# Interpolation and Extrapolation

This course belongs to the track Numerical Algorithms in the Department of Scientific Computing in the School of Computer Science.

In this course, students will learn how to approximate discrete data.
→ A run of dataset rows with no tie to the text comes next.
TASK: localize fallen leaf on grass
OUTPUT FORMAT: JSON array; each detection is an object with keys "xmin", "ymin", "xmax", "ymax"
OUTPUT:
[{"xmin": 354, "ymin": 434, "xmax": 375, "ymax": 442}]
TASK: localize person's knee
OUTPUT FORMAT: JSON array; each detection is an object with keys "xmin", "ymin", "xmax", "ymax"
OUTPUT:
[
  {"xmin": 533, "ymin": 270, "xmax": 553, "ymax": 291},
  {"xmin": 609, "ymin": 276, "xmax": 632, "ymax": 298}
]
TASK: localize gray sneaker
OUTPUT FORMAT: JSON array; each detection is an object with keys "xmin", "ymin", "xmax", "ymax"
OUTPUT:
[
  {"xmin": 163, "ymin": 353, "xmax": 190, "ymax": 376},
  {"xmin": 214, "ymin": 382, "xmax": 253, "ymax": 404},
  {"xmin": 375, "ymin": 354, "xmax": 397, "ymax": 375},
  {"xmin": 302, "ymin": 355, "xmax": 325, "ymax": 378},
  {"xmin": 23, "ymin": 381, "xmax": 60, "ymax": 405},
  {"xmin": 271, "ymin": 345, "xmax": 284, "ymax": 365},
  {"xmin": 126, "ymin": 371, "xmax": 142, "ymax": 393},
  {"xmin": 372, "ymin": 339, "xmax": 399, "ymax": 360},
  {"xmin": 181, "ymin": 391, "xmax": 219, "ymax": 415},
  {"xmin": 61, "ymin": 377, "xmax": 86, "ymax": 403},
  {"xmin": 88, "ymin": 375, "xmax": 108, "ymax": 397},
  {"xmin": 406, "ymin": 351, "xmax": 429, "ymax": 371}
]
Different representations and techniques for the approximation are discussed.

## Discrete Data

Discrete data arises from measurements of ${\displaystyle f(x)}$ or when ${\displaystyle f(x)}$ is difficult or expensive to evaluate.

In general, discrete data is given by a set of nodes ${\displaystyle x_{i}}$, ${\displaystyle i=1\dots n}$ and the function ${\displaystyle f(x)}$ evaluated at these points: ${\displaystyle f_{i}=f(x_{i})}$, ${\displaystyle i=1\dots n}$.
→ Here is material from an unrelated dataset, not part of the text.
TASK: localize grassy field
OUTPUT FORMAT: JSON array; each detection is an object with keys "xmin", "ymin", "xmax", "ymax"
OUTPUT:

In the following, we will refer to the individual nodes and function values as ${\displaystyle x_{i}}$ and ${\displaystyle f_{i}}$ respectively. The vectors of the ${\displaystyle n}$ nodes or function values are written as ${\displaystyle {\underline {\mathbf {x} }}}$ and ${\displaystyle {\underline {\mathbf {f} }}}$ respectively.

We will also always assume that the ${\displaystyle x_{i}}$ are distinct.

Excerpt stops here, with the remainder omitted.